Hi i came across this practice question that i have no idea on how to go about it.

 

Five balls are randomly drawn without replacement from a bag containing 4 red balls and 6 black balls. What is the probability that at least 3 red balls will be drawn?

the answer is 0.2619

 

I've tried tree diagrams and the formulas but none of them work, may someone please teach me how???

[greentea]

note: i use . for multiplication

 

what is the number of possible combinations (or whatever this is called, i never remembered them) of five balls out of 10?
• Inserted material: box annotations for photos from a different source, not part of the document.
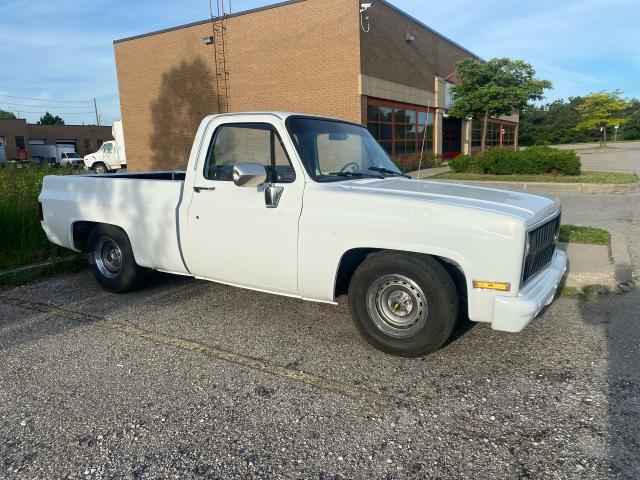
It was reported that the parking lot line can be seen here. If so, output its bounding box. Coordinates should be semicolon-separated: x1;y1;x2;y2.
0;296;390;406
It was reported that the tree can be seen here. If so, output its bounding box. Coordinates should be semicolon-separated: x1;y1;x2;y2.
0;109;16;120
622;110;640;140
576;90;628;145
38;112;64;125
449;58;551;152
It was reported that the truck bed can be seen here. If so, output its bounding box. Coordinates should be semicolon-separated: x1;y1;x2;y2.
100;171;186;181
39;172;188;274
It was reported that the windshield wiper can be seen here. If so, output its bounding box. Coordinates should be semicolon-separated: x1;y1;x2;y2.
369;167;411;178
327;172;384;178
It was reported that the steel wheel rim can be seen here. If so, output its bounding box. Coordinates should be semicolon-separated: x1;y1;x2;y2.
367;275;429;338
93;236;122;278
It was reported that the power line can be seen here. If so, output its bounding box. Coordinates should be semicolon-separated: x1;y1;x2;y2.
0;94;91;103
0;110;93;116
2;102;90;109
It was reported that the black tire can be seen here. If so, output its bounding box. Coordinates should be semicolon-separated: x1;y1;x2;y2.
91;162;109;173
87;225;147;293
349;251;459;357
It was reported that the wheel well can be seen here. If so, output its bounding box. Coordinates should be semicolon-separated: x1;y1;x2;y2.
71;221;100;252
334;248;467;306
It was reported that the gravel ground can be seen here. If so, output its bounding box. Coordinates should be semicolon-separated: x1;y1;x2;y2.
0;272;640;479
0;145;640;479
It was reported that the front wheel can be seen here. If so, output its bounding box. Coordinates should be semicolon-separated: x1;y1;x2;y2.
88;225;147;293
349;251;459;357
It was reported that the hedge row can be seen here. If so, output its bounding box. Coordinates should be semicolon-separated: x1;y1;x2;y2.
449;147;580;175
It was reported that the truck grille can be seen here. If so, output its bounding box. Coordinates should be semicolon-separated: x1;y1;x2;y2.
522;215;560;284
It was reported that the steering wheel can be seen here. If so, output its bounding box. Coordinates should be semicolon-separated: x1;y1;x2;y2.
340;162;360;173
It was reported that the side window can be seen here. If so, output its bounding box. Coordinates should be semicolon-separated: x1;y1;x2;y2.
316;133;369;174
204;123;296;183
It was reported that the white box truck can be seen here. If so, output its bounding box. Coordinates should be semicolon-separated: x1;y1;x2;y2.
84;120;127;173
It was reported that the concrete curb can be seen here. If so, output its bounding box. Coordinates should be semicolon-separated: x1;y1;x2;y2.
564;233;633;290
0;253;86;277
428;178;640;193
611;233;633;283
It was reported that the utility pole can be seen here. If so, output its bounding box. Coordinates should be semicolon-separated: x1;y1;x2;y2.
93;97;100;126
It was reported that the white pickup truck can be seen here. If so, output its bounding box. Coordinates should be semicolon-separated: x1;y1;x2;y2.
39;113;566;356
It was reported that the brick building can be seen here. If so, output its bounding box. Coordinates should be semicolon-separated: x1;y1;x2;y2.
114;0;518;170
0;118;113;162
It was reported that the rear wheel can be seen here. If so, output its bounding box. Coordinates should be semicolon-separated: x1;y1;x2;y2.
93;162;109;173
88;225;147;293
349;251;459;357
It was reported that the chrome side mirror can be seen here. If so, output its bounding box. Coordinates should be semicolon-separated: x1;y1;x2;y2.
233;162;267;187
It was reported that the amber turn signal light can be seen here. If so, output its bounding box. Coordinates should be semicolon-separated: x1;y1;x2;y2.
473;280;511;292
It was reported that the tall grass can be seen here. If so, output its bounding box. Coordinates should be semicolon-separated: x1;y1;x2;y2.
0;167;74;270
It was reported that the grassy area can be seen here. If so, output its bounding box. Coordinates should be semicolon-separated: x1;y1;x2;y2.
559;225;611;245
0;167;79;270
430;172;638;183
0;257;87;291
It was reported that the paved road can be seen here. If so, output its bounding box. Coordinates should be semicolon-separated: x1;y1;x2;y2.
561;142;640;175
0;272;640;479
0;142;640;479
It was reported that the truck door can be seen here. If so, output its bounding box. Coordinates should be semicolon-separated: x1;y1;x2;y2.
183;120;304;295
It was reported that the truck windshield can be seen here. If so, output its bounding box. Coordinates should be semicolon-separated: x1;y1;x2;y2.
287;117;402;182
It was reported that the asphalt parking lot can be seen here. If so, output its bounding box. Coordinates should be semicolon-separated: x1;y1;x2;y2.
0;264;640;479
0;145;640;479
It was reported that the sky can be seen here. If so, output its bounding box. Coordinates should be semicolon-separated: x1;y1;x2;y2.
0;0;640;124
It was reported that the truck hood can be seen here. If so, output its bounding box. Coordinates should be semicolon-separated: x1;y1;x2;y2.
340;177;560;226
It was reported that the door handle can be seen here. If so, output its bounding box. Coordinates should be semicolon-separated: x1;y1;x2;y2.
264;185;284;208
193;187;216;193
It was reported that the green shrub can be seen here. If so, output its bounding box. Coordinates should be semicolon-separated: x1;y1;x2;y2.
420;153;442;168
449;155;474;173
449;146;580;175
0;167;76;270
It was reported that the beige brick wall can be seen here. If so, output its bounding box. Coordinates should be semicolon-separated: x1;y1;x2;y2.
114;0;361;171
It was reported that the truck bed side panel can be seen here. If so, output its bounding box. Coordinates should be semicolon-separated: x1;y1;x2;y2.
40;176;188;274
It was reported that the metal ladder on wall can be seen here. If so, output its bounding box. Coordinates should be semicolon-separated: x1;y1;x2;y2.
209;0;231;113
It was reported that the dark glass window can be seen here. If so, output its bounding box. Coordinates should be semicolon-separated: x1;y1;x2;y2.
367;98;433;170
204;123;296;183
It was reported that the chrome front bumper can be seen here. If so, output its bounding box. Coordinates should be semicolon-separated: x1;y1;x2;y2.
491;249;567;332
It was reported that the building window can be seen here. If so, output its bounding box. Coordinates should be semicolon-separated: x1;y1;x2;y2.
367;98;433;170
502;122;516;147
471;118;516;148
471;118;482;147
16;135;27;160
486;119;501;148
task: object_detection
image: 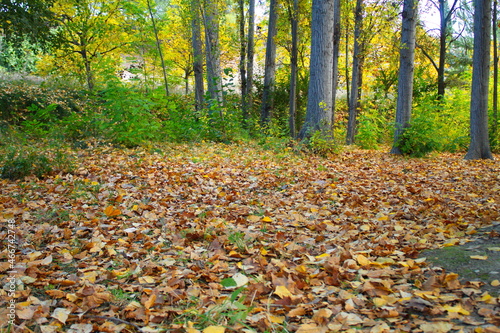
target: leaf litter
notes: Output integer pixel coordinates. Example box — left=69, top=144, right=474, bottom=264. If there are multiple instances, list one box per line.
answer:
left=0, top=143, right=500, bottom=333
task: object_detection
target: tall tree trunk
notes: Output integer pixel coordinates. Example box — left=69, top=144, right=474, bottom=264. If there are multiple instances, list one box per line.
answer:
left=191, top=0, right=205, bottom=110
left=245, top=0, right=255, bottom=113
left=260, top=0, right=278, bottom=125
left=465, top=0, right=493, bottom=160
left=238, top=0, right=248, bottom=123
left=346, top=0, right=363, bottom=145
left=203, top=0, right=222, bottom=105
left=146, top=0, right=169, bottom=97
left=288, top=0, right=299, bottom=138
left=391, top=0, right=418, bottom=155
left=299, top=0, right=334, bottom=139
left=331, top=0, right=341, bottom=124
left=492, top=0, right=499, bottom=144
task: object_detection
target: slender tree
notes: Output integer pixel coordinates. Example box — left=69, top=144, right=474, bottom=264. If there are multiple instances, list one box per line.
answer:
left=260, top=0, right=278, bottom=124
left=238, top=0, right=248, bottom=121
left=191, top=0, right=205, bottom=110
left=288, top=0, right=299, bottom=138
left=492, top=0, right=498, bottom=143
left=346, top=0, right=363, bottom=145
left=331, top=0, right=341, bottom=124
left=202, top=0, right=222, bottom=104
left=465, top=0, right=493, bottom=160
left=299, top=0, right=334, bottom=139
left=391, top=0, right=418, bottom=155
left=244, top=0, right=255, bottom=117
left=146, top=0, right=169, bottom=97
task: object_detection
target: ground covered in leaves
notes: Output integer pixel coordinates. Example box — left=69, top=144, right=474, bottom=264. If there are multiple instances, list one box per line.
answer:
left=0, top=144, right=500, bottom=333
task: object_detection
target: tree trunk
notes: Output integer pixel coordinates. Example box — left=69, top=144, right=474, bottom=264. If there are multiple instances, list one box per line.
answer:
left=346, top=0, right=363, bottom=145
left=260, top=0, right=278, bottom=125
left=391, top=0, right=418, bottom=155
left=203, top=0, right=222, bottom=105
left=288, top=0, right=299, bottom=138
left=238, top=0, right=248, bottom=123
left=245, top=0, right=255, bottom=113
left=191, top=0, right=205, bottom=111
left=299, top=0, right=334, bottom=139
left=146, top=0, right=169, bottom=97
left=465, top=0, right=493, bottom=160
left=492, top=0, right=498, bottom=144
left=331, top=0, right=341, bottom=124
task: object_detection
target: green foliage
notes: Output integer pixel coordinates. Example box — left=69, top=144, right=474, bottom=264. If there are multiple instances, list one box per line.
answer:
left=309, top=131, right=341, bottom=157
left=0, top=146, right=73, bottom=180
left=398, top=89, right=470, bottom=157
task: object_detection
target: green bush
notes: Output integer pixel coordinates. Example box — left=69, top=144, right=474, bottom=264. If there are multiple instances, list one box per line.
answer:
left=0, top=147, right=73, bottom=180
10.9.8.7.6/(5.4.3.2.1) = 252

why?

for the first one you have 10 choices, for the second 9, etc (since they are not replaced)

you should also take into account that you do not care about the order. only which balls are taken. since there are 5.4.3.2.1 ways to order five balls divide by that number

example: you took balls 9 4 2 1 7 or 7 4 1 2 9 - same for you. so 120 ways to rearrange those.

that is true for each set of five balls you took out of the ten. therefore divide to get the 'different' combinations (in the sense we are interested).

next, let's look at color

to get at least 3 balls you need either 3 or 4 (all)

in a similar manner you can determine the combinations 4.3.2/(3.2.1) for the 3 red balls. then you must also have 2 black balls that make 6.5/(2.1) combinations. Total = 4.15=60

in the case of 4 red balls 4.3.2.1/(4.3.2.1) - only one combination in which you have them all, kind of obvious. for the remaining black 6/1=6. Total = 1.6=6

Total combinations for 3 or 4 red balls 60+6=66

66/252=0,2619

I am explaining in a quite poor way since i do not remember what the proper terms were.